Boyle has such a brilliant way of getting into this character’s head and making him three-dimensional. Not only does he quickly back off as soon as he finds himself shouting, he is jumpy and self-conscious and always unsure what to do with himself, trying so hard to win everyone’s approval. His hand gestures – especially in Part I – are awkward and fidgety, but as he gets to know Albus better and better, he relaxes around him and doesn’t shout so much. When they are forbidden to see each other, we watch Scorpius’s walls go back up. We watch him recede into his old, outcasted, eleven-year-old self. Albus later tells him that he never believed the rumors about Scorpius being Voldemort’s child since Scorpius himself was so kindhearted.

Scorpius teared up (probably the first time he had gotten a genuine compliment like that), and I have to admit, I did, too.

For some reason, Scorpius is oddly obsessed with Bathilda Bagshot. When they go to Godric’s Hollow, he sees her door there and exclaims that he recognizes it. She opens the door and walks past, where Scorpius then jumps up and down in excitement. (“My geekiness is a-quivering!”) Later, they need an ingredient from her house and he knows that she notoriously left her house unlocked. He tries the door. It opens. He screams.

Noma Dumezweni (Hermione) was an actress I had heard a lot about and seen on a few episodes of Doctor Who, so my expectations were high for her - and she achieved each and every one of my hopes.

It's obvious she has studied Hermione as hard as Hermione herself studies for exams. Her choices on the stage were brilliant - especially when pretending to be Delphi pretending to be Hermione; she kept her levels well-balanced, perfectly contrasted from the real Hermione.

The one Olivier win I don't quite agree with is Jamie Parker's Best Actor award. Parker's Harry shouted so often and for so many different reasons that it began to feel a little mundane. Sometimes it’s more fun to see an actor trying to fight an intense outbreak than exploding into one, but Parker could not grasp that concept. Though he physically looked like Harry Potter, pieces of his body language didn't feel entirely in-character to me, and he could have done much better.
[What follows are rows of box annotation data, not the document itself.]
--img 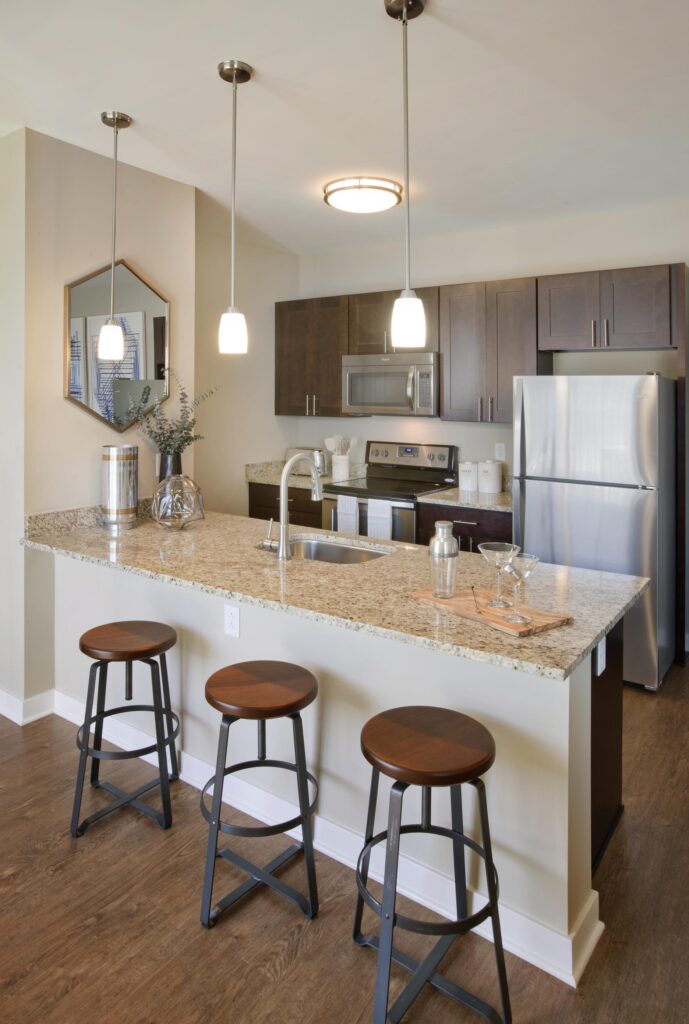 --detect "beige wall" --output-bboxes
[195,193,299,514]
[26,128,195,512]
[0,130,26,698]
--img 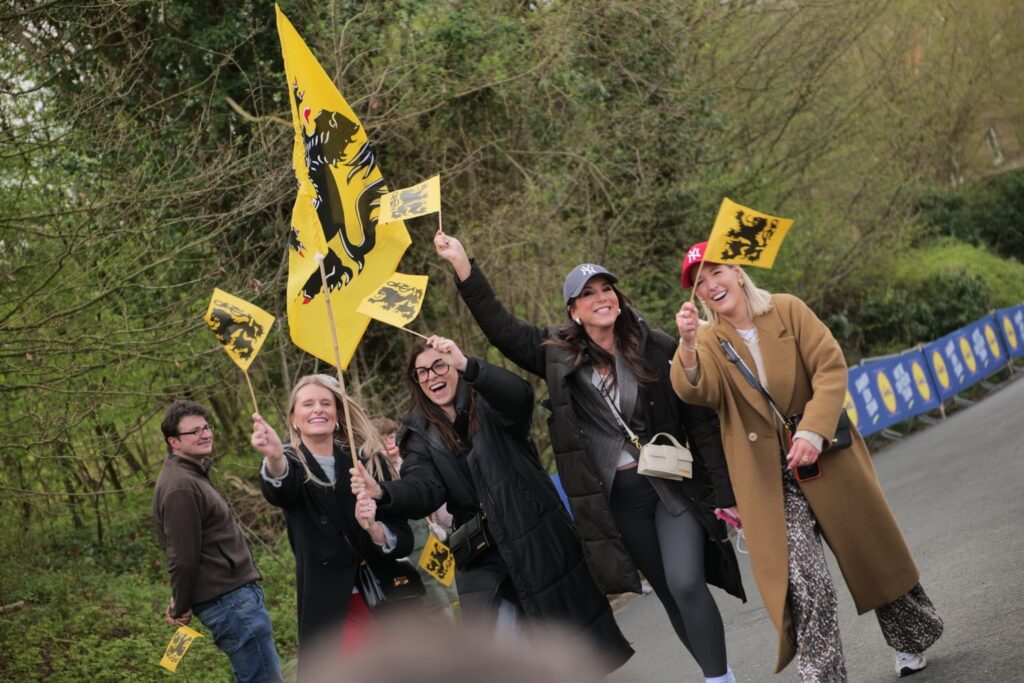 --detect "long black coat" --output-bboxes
[261,445,413,653]
[456,264,746,601]
[380,358,633,668]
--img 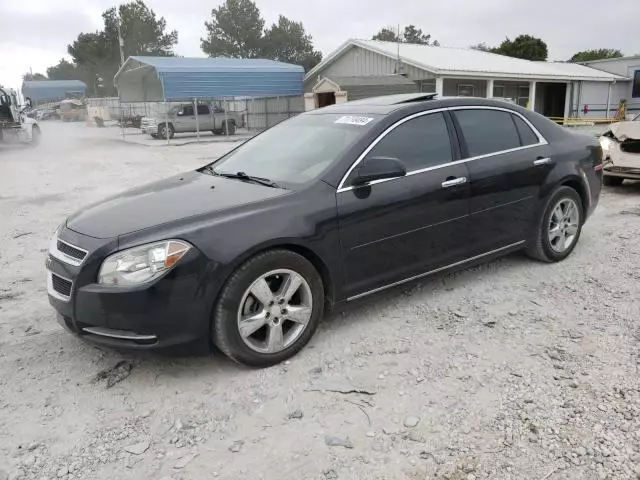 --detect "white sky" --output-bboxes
[0,0,640,88]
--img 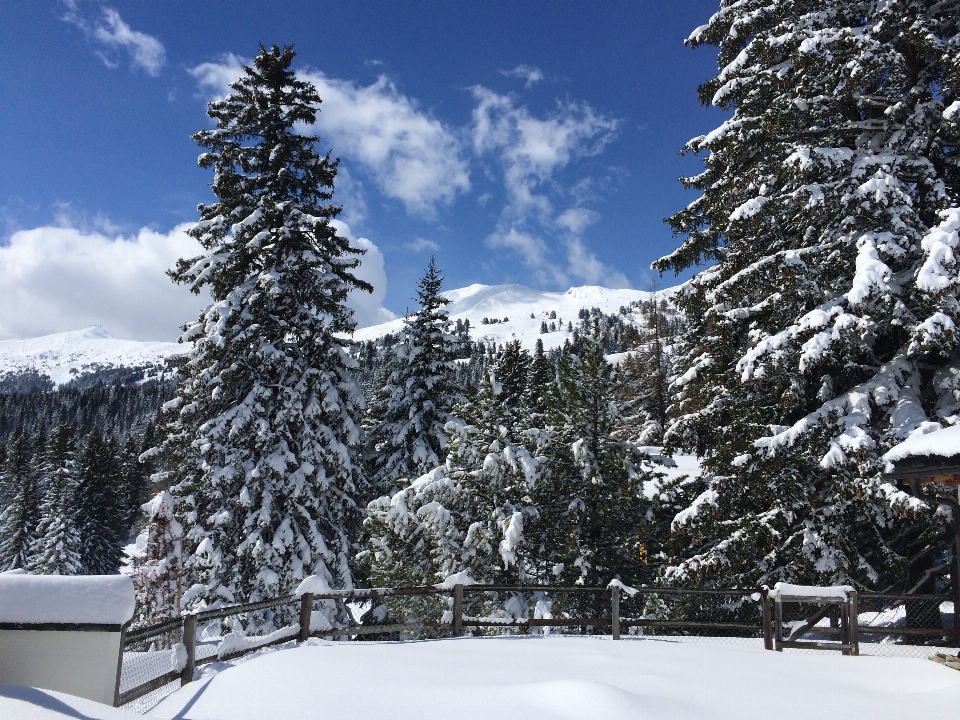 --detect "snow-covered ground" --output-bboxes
[353,285,675,350]
[7,636,960,720]
[0,326,185,385]
[150,637,960,720]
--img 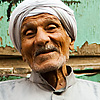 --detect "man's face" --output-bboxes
[21,14,71,73]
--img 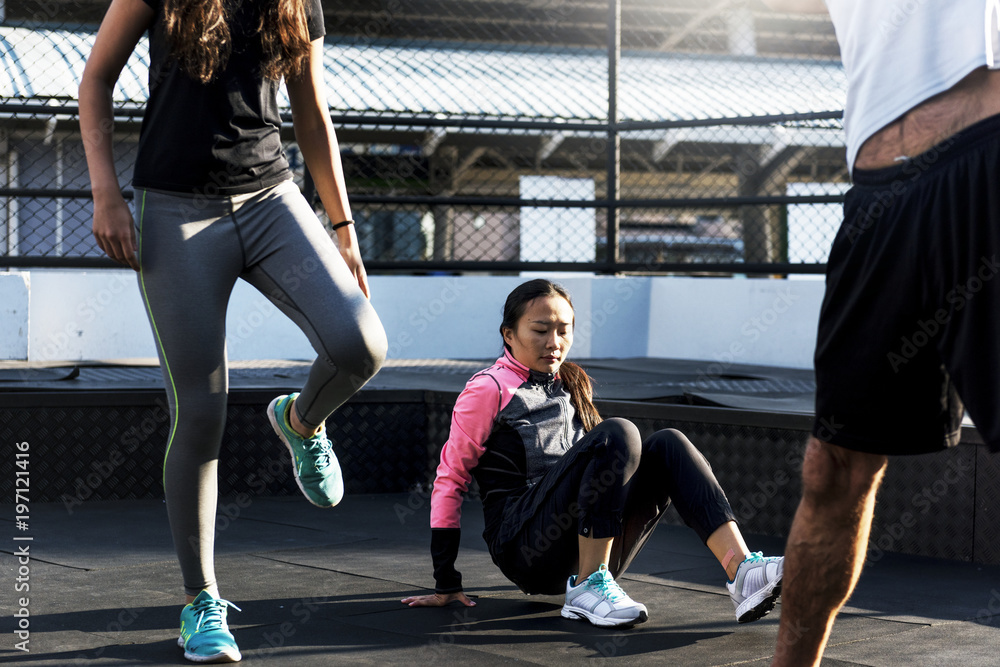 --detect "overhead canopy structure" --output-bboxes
[0,26,846,261]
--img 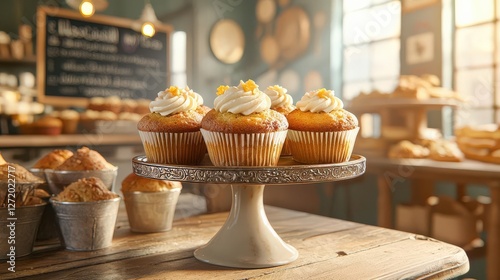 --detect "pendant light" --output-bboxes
[78,0,95,17]
[66,0,109,17]
[132,0,159,37]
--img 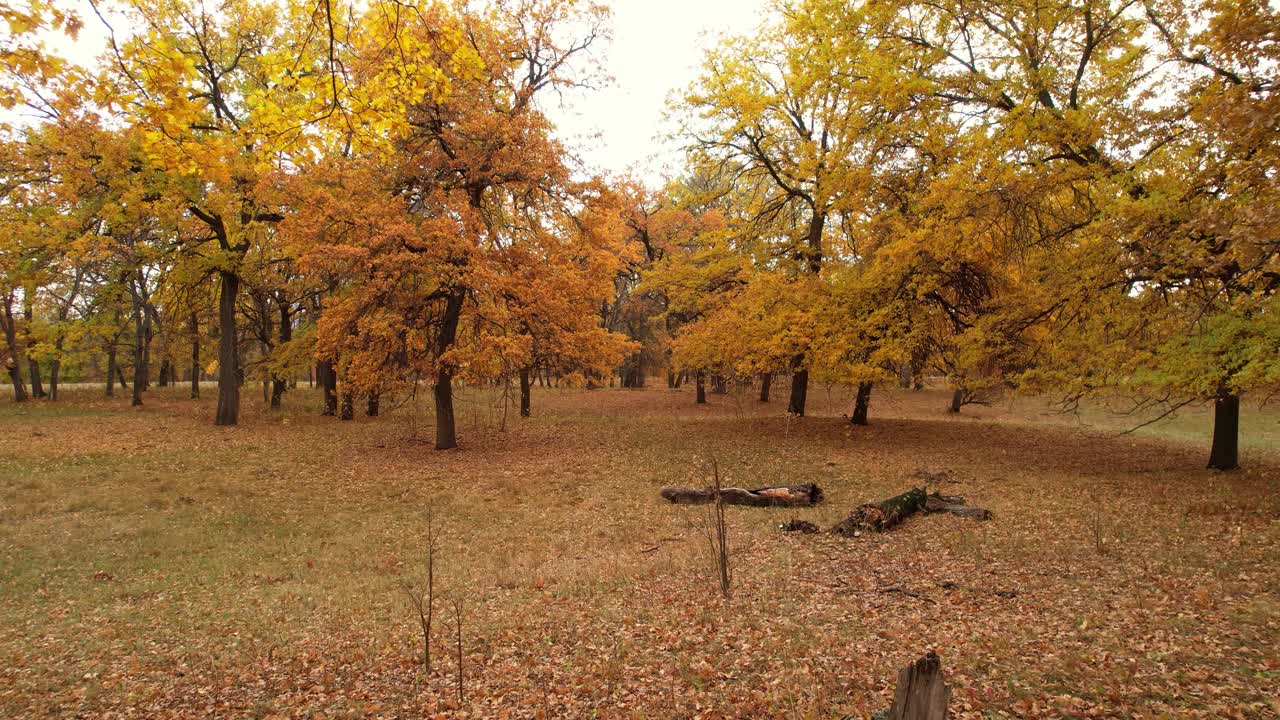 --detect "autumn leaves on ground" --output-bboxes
[0,388,1280,717]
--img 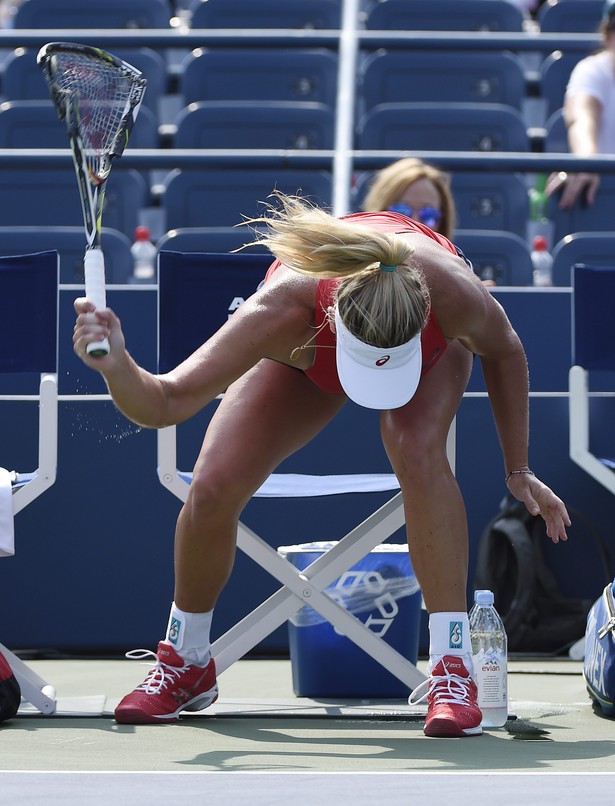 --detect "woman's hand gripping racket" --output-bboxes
[38,42,147,356]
Now, it’s been a while since I read the screenplay, but as an actor I know that no one sticks exactly to the script when performing live. It’s hard to say how many of the added lines, directions, expressions, and pauses were John Tiffany's directions versus improvised at my performance, but they all worked great. It’s odd, too, how much of the show is read differently than performed. I read Scorpius to be this shy, insecure kid, but Boyle played him to be constantly embarrassed by himself. The scene I thought was saddest while reading – Hagrid finding baby Harry – was played comically live. The contrast between my reading in July and my watching in March changed my perspective completely, and it was no surprise at all to hear that the company had won Best New Play.

The losers

Imogen Heap's score wasn’t at all your classic, whimsical Harry Potter theme music. It was much deeper and more intimidating, going in and out smoothly. Sadly there was no live orchestra, but the music cues were all exact. As for the choreography done by Steven Hoggett, anytime they wanted to either buy time or add intensity, the ensemble members came onstage with their cloaks to do twirls and jumps and bring the props in and out of the center all symmetrically, then the lights snapped on and everyone snapped to position almost as if it were a jumpcut in a movie. It was astounding. I'm very disappointed to know neither of them won the award, but they were very good contenders and the nomination was well-earned.

Naturally, I did not see every single show that ran against The Cursed Child, so it's hard for me to fully cast my vote as to whether these could have or should have won; I just can't imagine a lighting design, a musical score, a supporting actor which could have been more impressive than what I saw on the Palace Theatre stage.